Thursday 30 June 2011

Business Rate Retention

Nick Clegg's speech on business rate retention suggested that the reforms will not hurt poor councils. This will be true in the short run - because the initial allocations can be made to replicate current funding - but it cannot possibly be true in the long run if retention is to provide incentives to local councils.

Local financing in Britain is incredibly complicated but my understanding of why incentives and level playing fields are incompatible runs roughly as follows. Business rate revenue is currently centralised and then redistributed. HMT will have built assumptions about this stream of revenue in to spending plans. As any growth in business rate revenue now goes to local councils, HMT will either need to cut elements of the central grant or make some items of central expenditure the responsibility of local councils (or both). As this happens, councils who have experienced slow growth in business rates (relative to the average) will be worse off. Countering this would require periodic readjustments to equalise expenditure across local authorities. But these re-adjustments remove the incentive effect. Only if the reform generates a large amount of additional growth in the country as a whole could top-slicing provide additional money to poorer councils while leaving strong(ish) incentives in place. Even those of us who are optimistic that there would be some impact on growth from providing good incentives would be careful about pushing the argument that far.
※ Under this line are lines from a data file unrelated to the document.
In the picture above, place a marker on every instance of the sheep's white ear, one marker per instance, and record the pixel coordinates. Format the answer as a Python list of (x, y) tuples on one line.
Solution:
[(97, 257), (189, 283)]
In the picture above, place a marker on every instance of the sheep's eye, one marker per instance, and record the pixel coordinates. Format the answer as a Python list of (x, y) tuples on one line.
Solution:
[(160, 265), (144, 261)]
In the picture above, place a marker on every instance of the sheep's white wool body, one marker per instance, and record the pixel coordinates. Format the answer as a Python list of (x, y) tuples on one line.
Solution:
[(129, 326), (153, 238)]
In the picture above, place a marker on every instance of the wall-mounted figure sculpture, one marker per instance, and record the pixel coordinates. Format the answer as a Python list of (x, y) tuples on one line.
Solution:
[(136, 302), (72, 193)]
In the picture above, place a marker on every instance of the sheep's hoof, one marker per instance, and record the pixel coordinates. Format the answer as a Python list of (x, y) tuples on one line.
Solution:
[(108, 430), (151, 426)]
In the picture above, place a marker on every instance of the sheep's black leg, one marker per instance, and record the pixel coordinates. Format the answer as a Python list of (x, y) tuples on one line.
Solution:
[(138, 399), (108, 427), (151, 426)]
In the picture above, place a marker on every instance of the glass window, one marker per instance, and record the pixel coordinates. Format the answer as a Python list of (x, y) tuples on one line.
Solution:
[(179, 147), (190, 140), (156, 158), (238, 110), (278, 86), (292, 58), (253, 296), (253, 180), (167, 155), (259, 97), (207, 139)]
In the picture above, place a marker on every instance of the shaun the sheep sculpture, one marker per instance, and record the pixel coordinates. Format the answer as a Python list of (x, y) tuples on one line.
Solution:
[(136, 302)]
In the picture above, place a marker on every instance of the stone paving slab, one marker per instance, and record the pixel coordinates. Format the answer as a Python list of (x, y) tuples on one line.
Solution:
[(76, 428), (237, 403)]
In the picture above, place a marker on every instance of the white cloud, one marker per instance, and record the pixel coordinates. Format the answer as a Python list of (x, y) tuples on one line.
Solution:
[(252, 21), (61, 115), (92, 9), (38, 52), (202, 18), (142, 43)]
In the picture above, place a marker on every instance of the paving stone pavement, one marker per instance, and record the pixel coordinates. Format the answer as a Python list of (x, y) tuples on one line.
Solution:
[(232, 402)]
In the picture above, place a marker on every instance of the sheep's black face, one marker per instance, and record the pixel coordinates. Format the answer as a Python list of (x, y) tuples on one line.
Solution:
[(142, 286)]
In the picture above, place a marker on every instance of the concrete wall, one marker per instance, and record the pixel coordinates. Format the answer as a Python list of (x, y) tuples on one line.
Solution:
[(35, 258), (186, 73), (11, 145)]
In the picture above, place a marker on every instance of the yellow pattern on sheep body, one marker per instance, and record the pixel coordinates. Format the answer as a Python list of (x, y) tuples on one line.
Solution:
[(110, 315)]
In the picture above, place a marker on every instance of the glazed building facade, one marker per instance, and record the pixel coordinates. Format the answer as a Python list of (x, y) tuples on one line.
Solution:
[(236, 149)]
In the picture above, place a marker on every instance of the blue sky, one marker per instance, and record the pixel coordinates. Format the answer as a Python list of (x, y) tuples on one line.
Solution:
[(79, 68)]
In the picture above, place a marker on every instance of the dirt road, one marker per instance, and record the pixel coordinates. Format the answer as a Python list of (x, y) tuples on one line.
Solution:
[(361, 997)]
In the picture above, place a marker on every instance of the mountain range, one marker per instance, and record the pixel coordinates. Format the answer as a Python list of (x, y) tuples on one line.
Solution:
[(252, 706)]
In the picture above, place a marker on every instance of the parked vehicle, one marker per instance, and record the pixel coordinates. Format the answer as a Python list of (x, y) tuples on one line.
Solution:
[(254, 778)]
A final point - the current plans are about business retention rather than allowing flexibility in business rates. My research on the impact of business rates when they were set locally suggests the government may be right to be cautious in this area. By comparing employment over time in firms close to local authority borders with that in neighbouring local authorities we showed that business rates have a negative effect on employment growth by existing firms. We also document wide variations in business rates across neighbouring authorities. Perhaps today's local authority leaders would be more worried about the extent to which they could tax business, but the historical record suggests there are reasons to be careful when it comes to re-localising rates.